Tim Tebow needs a hot tub time machine.

He could journey back to a simpler era where a high draft selection would be guaranteed. Tebow's quarterbacking accomplishments at the University of Florida would outweigh the concerns about his mechanics and throwing motion being espoused by NFL personnel directors and draft analysts. His wholesome image would be universally lauded, not ridiculed by snarky media members and Internet bloggers.

Unfortunately for Tebow, time travel can only happen in the movies. Tebow, though, still plans to make his critics all wet whenever and wherever he is picked in the 2010 draft.

"I honestly let all that talk fuel me to work and train that much harder," Tebow told FOXSports.com on Wednesday. "Unfortunately, that's the society we live in today. A lot of people want to pull you down."
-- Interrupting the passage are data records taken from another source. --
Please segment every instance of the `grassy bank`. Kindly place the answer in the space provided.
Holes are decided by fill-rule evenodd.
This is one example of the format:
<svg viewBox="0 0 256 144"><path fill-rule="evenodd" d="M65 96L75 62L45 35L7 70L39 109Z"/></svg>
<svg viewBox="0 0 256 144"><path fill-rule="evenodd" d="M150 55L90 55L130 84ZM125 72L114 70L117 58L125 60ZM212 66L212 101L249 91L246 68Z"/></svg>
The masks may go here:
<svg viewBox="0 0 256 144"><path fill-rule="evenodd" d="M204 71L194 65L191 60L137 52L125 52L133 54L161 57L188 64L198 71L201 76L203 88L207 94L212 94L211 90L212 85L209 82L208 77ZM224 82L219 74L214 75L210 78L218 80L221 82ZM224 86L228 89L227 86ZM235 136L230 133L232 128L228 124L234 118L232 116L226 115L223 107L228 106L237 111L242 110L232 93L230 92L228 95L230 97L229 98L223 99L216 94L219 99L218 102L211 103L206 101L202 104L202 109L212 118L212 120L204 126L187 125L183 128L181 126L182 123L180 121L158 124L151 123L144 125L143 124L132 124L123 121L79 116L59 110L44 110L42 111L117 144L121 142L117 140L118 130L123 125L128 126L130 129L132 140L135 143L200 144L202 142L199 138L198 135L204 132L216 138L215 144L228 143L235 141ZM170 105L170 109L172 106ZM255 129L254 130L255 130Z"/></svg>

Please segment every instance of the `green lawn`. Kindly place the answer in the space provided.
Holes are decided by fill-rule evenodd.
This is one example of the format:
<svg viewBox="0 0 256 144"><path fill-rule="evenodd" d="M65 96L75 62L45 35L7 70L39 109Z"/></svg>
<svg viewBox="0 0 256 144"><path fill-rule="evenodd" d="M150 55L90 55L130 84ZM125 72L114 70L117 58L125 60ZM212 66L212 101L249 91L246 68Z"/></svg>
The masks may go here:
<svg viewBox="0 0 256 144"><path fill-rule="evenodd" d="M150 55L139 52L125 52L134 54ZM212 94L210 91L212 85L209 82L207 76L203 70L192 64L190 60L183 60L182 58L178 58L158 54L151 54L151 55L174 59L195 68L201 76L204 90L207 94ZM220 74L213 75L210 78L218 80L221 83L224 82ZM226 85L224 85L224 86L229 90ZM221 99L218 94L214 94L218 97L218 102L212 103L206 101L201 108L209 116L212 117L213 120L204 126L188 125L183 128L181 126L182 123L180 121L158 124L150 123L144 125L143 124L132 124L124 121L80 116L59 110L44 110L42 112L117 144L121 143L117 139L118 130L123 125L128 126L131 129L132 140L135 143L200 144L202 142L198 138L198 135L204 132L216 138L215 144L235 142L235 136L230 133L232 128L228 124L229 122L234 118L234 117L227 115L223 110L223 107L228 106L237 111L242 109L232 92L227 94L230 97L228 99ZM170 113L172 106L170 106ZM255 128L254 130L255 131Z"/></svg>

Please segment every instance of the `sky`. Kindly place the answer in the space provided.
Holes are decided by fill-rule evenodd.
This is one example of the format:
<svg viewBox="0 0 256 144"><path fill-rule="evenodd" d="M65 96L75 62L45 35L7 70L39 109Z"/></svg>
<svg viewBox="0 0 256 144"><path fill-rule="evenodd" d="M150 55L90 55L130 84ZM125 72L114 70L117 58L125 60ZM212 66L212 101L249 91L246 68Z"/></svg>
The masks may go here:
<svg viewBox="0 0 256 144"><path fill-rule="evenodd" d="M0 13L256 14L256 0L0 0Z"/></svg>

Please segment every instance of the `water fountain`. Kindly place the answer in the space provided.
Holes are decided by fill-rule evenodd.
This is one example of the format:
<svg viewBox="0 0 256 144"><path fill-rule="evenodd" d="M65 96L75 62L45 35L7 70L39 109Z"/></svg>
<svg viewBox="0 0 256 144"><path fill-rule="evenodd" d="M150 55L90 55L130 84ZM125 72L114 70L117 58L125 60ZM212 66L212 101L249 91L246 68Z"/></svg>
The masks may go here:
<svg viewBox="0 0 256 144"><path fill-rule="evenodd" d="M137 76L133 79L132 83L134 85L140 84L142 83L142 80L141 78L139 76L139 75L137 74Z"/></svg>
Detractors be damned, Tebow's draft stock is on the rise heading into tonight's first round. He recently conducted private workouts for five NFL teams - Denver, Washington, Seattle, Minnesota and New England - and has drawn interest from other clubs intrigued by his mix of size, leadership, competiveness and athleticism. All the work Tebow has done toward changing his release point and taking snaps from under center has paid dividends. Once considered a likely second-round pick, Tebow now shows signs of going late in the first round.

"There have been a lot of tests that teams have put me through," Tebow said. "Quarterback coaches have been talking about different schemes, the digit system, West Coast-style offenses and how it relates to pass protections. They're taking what I already know about football and adding to it."
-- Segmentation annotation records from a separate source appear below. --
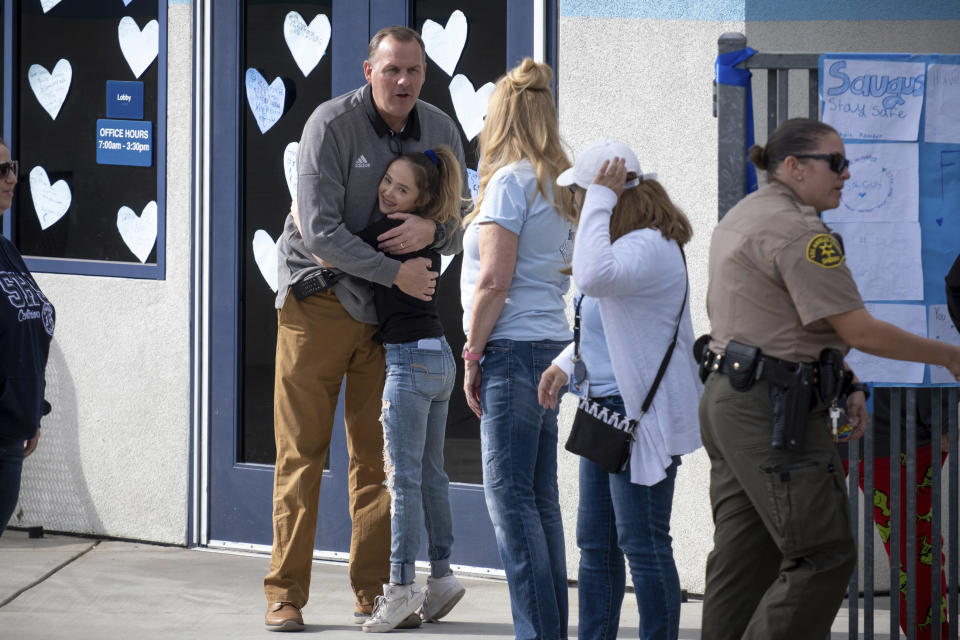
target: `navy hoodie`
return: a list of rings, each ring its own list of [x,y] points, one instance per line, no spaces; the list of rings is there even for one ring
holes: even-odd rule
[[[46,413],[44,369],[54,322],[53,305],[20,252],[0,236],[0,443],[29,440]]]

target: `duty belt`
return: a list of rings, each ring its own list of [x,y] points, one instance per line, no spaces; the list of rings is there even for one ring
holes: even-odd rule
[[[731,375],[736,374],[743,367],[750,366],[750,363],[740,362],[725,355],[717,355],[713,351],[705,350],[705,352],[703,364],[706,370],[710,372],[715,371]],[[813,369],[814,383],[819,379],[820,373],[820,366],[816,362],[791,362],[767,355],[758,356],[756,367],[756,372],[753,375],[754,380],[766,380],[770,384],[778,386],[786,386],[800,367],[811,367]]]

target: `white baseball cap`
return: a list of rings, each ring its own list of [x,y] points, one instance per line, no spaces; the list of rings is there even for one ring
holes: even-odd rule
[[[619,140],[595,140],[583,148],[572,167],[560,174],[557,178],[557,184],[561,187],[576,184],[578,187],[586,189],[593,184],[593,179],[597,177],[600,166],[605,161],[613,160],[615,157],[623,158],[626,161],[627,173],[637,174],[638,179],[628,181],[627,188],[637,186],[641,179],[657,177],[655,173],[644,174],[640,171],[640,161],[637,160],[636,154],[626,143]]]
Tebow ranks among the greatest college players ever. A dual run-pass threat, Tebow won a Heisman Trophy and was part of two national champion teams.
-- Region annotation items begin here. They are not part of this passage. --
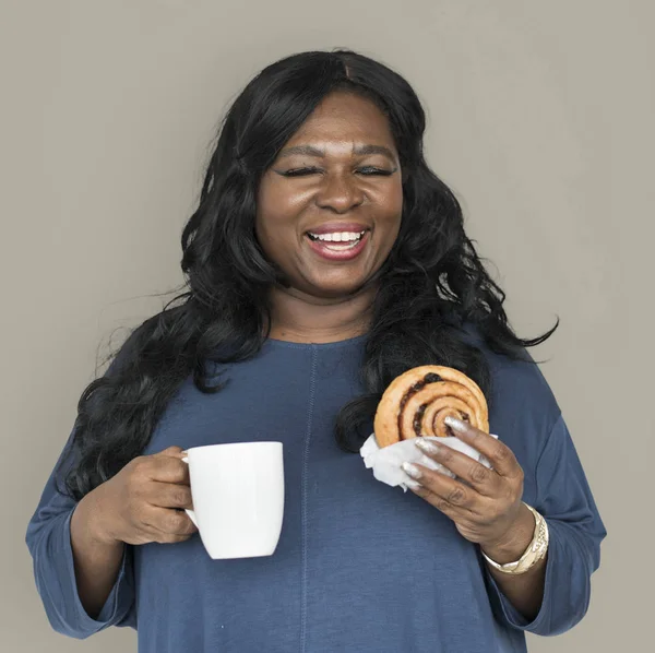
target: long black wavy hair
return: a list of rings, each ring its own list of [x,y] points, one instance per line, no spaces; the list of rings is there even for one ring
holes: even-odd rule
[[[210,373],[207,361],[216,370],[258,354],[269,333],[269,290],[286,284],[255,238],[259,182],[336,91],[368,98],[386,116],[404,193],[397,240],[374,280],[360,370],[366,393],[338,414],[337,444],[358,451],[386,385],[418,365],[457,368],[488,395],[488,364],[468,337],[471,326],[491,351],[512,358],[557,329],[521,340],[509,325],[504,293],[466,237],[457,200],[426,164],[425,112],[409,84],[350,50],[297,54],[259,73],[226,114],[198,209],[182,233],[184,292],[133,330],[108,372],[82,393],[68,448],[74,463],[66,474],[67,455],[60,465],[62,491],[80,499],[140,455],[189,376],[201,392],[219,392],[225,380]]]

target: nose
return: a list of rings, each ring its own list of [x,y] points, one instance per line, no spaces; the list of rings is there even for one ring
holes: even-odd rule
[[[343,214],[364,202],[364,191],[350,175],[326,175],[315,201],[321,209]]]

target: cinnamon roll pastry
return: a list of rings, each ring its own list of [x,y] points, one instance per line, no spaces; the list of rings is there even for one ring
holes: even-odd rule
[[[379,447],[452,435],[448,415],[489,432],[487,400],[477,383],[451,367],[424,365],[396,377],[384,391],[373,423]]]

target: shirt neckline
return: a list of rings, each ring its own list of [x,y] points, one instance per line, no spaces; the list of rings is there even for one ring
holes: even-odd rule
[[[368,333],[364,333],[361,335],[356,335],[346,340],[334,341],[332,343],[295,343],[286,340],[276,340],[274,337],[269,337],[264,341],[264,343],[265,345],[271,347],[291,347],[295,349],[310,349],[315,347],[320,349],[331,349],[357,344],[359,342],[364,342],[367,337]]]

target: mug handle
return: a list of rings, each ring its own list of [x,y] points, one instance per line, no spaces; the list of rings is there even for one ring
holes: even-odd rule
[[[181,459],[183,463],[189,464],[189,456],[186,455],[183,459]],[[189,508],[184,508],[184,512],[189,515],[189,519],[193,522],[193,525],[196,529],[200,529],[200,526],[198,525],[198,519],[195,518],[195,512],[193,512],[193,510],[190,510]]]

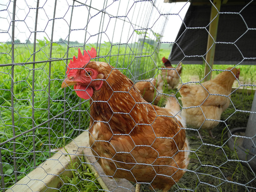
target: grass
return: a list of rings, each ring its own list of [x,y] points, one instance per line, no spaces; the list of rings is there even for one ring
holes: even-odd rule
[[[86,50],[95,45],[89,45]],[[50,58],[50,44],[45,39],[38,41],[36,60],[47,60]],[[31,45],[19,44],[15,46],[14,58],[15,62],[33,61]],[[53,44],[52,58],[62,58],[60,61],[52,62],[51,81],[49,82],[49,62],[37,63],[33,69],[31,65],[15,66],[14,69],[13,96],[14,96],[14,126],[12,122],[11,103],[11,67],[1,67],[0,78],[4,81],[0,82],[0,139],[3,142],[11,138],[13,127],[17,135],[33,127],[33,122],[37,126],[63,111],[64,103],[67,109],[75,106],[80,102],[75,93],[70,89],[66,89],[66,101],[63,101],[63,90],[60,89],[62,79],[65,76],[66,62],[63,60],[67,55],[66,49],[60,44]],[[146,44],[142,52],[149,53],[137,54],[139,53],[136,49],[136,45],[129,45],[129,47],[121,45],[111,45],[106,43],[102,45],[99,55],[105,55],[99,60],[108,62],[112,66],[120,68],[125,75],[132,80],[145,79],[152,76],[157,70],[153,69],[157,65],[162,66],[161,61],[163,57],[167,58],[170,53],[169,49],[161,49],[159,53],[154,54],[150,45]],[[0,44],[0,63],[11,62],[11,47],[7,44]],[[71,47],[69,55],[77,55],[77,47]],[[146,57],[140,57],[146,55]],[[111,56],[110,56],[111,55]],[[69,57],[71,57],[69,56]],[[157,61],[155,65],[152,65],[154,60]],[[0,65],[1,66],[1,65]],[[255,75],[256,68],[252,66],[241,66],[239,82],[242,84],[255,85]],[[217,65],[214,69],[225,69],[228,66]],[[127,68],[127,69],[122,69]],[[35,72],[34,106],[32,105],[33,73]],[[143,74],[143,71],[149,71]],[[197,82],[202,79],[204,71],[202,65],[183,65],[181,76],[182,82]],[[213,72],[214,77],[219,71]],[[48,89],[50,86],[50,91]],[[238,83],[235,86],[238,87]],[[249,86],[251,88],[252,86]],[[247,86],[244,86],[246,89]],[[252,86],[255,89],[255,85]],[[165,90],[165,93],[177,93],[177,90]],[[179,93],[176,96],[179,97]],[[50,99],[49,103],[48,99]],[[180,181],[172,188],[171,191],[183,188],[193,189],[196,191],[246,191],[243,185],[233,183],[230,181],[246,184],[248,186],[255,186],[255,175],[247,168],[237,161],[236,154],[226,144],[228,139],[228,129],[234,127],[246,126],[249,113],[237,111],[236,109],[250,110],[253,95],[249,95],[245,92],[242,94],[234,93],[231,95],[233,105],[230,105],[223,114],[222,120],[225,123],[220,123],[214,129],[213,133],[217,138],[213,140],[206,137],[202,140],[197,139],[196,131],[188,131],[187,135],[190,140],[191,151],[190,164],[189,170]],[[160,102],[160,104],[161,103]],[[33,114],[33,108],[34,113]],[[79,110],[81,110],[81,113]],[[63,115],[54,118],[35,130],[35,134],[28,133],[17,139],[16,159],[18,180],[20,179],[34,169],[34,155],[35,156],[35,166],[53,155],[49,152],[51,149],[62,147],[63,138],[66,143],[76,137],[80,131],[87,129],[89,123],[89,104],[85,102]],[[231,114],[233,114],[230,116]],[[34,118],[32,118],[34,115]],[[80,118],[78,117],[80,116]],[[64,119],[65,121],[64,121]],[[79,124],[82,125],[80,126]],[[63,126],[66,129],[64,130]],[[65,133],[64,133],[65,132]],[[203,133],[207,135],[207,133]],[[34,136],[34,137],[33,137]],[[33,138],[34,137],[34,138]],[[31,145],[35,139],[35,151]],[[14,141],[9,142],[1,149],[3,169],[5,187],[8,187],[14,183],[13,169]],[[209,145],[211,145],[209,146]],[[83,159],[81,160],[82,162]],[[75,166],[75,165],[73,165]],[[211,165],[212,166],[210,166]],[[82,164],[74,171],[74,177],[61,188],[62,191],[71,191],[78,190],[97,191],[100,189],[98,183],[90,169],[86,164]],[[243,175],[242,177],[241,175]],[[191,182],[191,181],[193,182]],[[71,184],[71,185],[69,185]],[[95,185],[96,184],[96,185]],[[215,186],[215,187],[213,187]],[[142,191],[147,191],[148,187],[142,186]],[[250,188],[248,190],[250,190]],[[248,191],[247,190],[247,191]]]

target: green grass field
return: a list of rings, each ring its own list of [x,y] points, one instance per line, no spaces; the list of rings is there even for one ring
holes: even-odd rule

Even so, there are legitimate concerns such success won't translate to the NFL. Pittsburgh Steelers personnel director Kevin Colbert said Tebow would need one to three years adjusting to a pro-style offense after playing in a spread system at Florida. Sirius NFL Radio analyst and ex-NFL quarterback Jim Miller is concerned that Tebow will revert to old habits - like holding the football too low on his wind-up - when under pressure in games. Miller played for Chicago in the late 1990s when the Bears unsuccessfully attempted to change Cade McNown's sidearm throwing motion.

"They tried to get him to become more accurate by throwing over the top and he just couldn't do it," Miller said. "He spent the whole offseason working on it, then lo and behold, everything went to crap on the first day of practice. He threw the way he always threw.

"For Tim, it's not just the motion or footwork involved. It's everything."

One thing that won't be questioned is Tebow's character. Although his participation in a pro-life Super Bowl commercial rankled some pro-choice advocates - not to mention those who believe he goes too far publicly espousing Christianity -- Tebow has practiced what he preaches, living a squeaky-clean lifestyle in a hard-partying college town. Google searches would boom on game days with fans wanting to know the meaning of the biblical verses Tebow had imprinted on his eye-black - a practice recently banned by the NCAA.

"From the NCAA's perspective, I can understand them doing that because there are so many thousands of athletes and so many rules. This makes it easier for them overall to control things," Tebow said. "But for me, it was a great thing. It was an opportunity to get my message out there."

Besides the football training and marketing responsibilities arranged by agent Jimmy Sexton, Tebow has still made time this month for speaking engagements at colleges and religious functions. Tebow plans to continue such outreach though his new foundation ( www.timtebowfoundation.org ) aimed at helping orphanages as well as sick and disadvantaged children.

A league embarrassed by the off-field actions of Pittsburgh quarterback Ben Roethlisberger has nothing to worry about with Tebow. No wonder NFL commissioner Roger Goodell personally lobbied (albeit unsuccessfully) for Tebow to attend draft festivities at Radio City Music Hall. Tebow will instead spend the draft with friends and family members in his hometown of Jacksonville, Fla.

Within 48 hours, Tebow will have a new NFL home. And the road he took to get there is one Tebow wouldn't change - time machine or not.

"I feel I'm becoming a better quarterback," Tebow said. "I'm better when it comes to fundamentals and understanding different schemes. The key to my whole life is trying to get better every day. That's not true of every athlete. Sometimes when people feel they've arrived, they settle. Not me. My edge is constantly having that drive to be the best."